The 2012 election brought a record-number of women to office; 1 in 5 senators are now female (a gain of 3 seats), and the first Asian American, as well as openly gay, women were elected to represent Hawaii and Wisconsin, respectively. A Washington Post multimedia project highlighted the female senators and their projected significance in governance. In addition, New Hampshire became the first state to elect an all-female delegation, including the only female democratic governor. In the House of Representatives, 77 seats will be held by women (a gain of four representatives).
Despite their gains for their own seats and victories, much of the media coverage of the election instead focused on the influence of female voters on the top of the ticket. According to research from the Huffington Post, for the first time in research dating to 1952, a presidential candidate whom men chose decisively – Republican Mitt Romney – lost. While Obama’s victory was attributed partly to high minority turnout and support, he won the female vote 54 to 45 nationally and also in every swing state(compared to his 56 to 43 showing in 2008). In one Washington Post article, female supporters of Gov. Mitt Romney said they couldn’t trust him to be true to his campaign promises, an issue women voters consider more signficant than their male counterparts. Gallup polling has tracked the gender gap since 1952, and said this year’s gender divide was 20 percentage points, the largest ever using its method of calculation.
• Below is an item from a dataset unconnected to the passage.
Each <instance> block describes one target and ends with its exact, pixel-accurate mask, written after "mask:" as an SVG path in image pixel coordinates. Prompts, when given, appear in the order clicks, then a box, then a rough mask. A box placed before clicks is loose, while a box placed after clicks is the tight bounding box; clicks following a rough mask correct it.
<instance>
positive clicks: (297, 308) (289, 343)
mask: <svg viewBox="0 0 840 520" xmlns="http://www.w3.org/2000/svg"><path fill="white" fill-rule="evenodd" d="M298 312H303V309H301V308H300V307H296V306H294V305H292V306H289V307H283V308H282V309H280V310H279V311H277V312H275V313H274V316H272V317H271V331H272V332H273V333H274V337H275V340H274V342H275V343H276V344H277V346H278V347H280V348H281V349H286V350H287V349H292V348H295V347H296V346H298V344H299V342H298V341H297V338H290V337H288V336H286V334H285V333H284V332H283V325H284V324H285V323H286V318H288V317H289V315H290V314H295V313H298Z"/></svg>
The Huffington Post called 2013 the “New Year of the Woman.” For the time being, the most attention will be on Sen. Elizabeth Warren and the role she will play in the upcoming deficit deliberations in Congress.
Also of note was the loss of two male candidates who made incendiary comments about rape and women’s health in the weeks leading up to the election. Rep. Todd Akin and Richard Mourdock, both republicans, made headlines for their separate comments about “legitimate rape” and abortions being god-sent, and were both defeated. Some analysts attribute the nationalized attention to their comments to the already debated “war on women” of the republican party.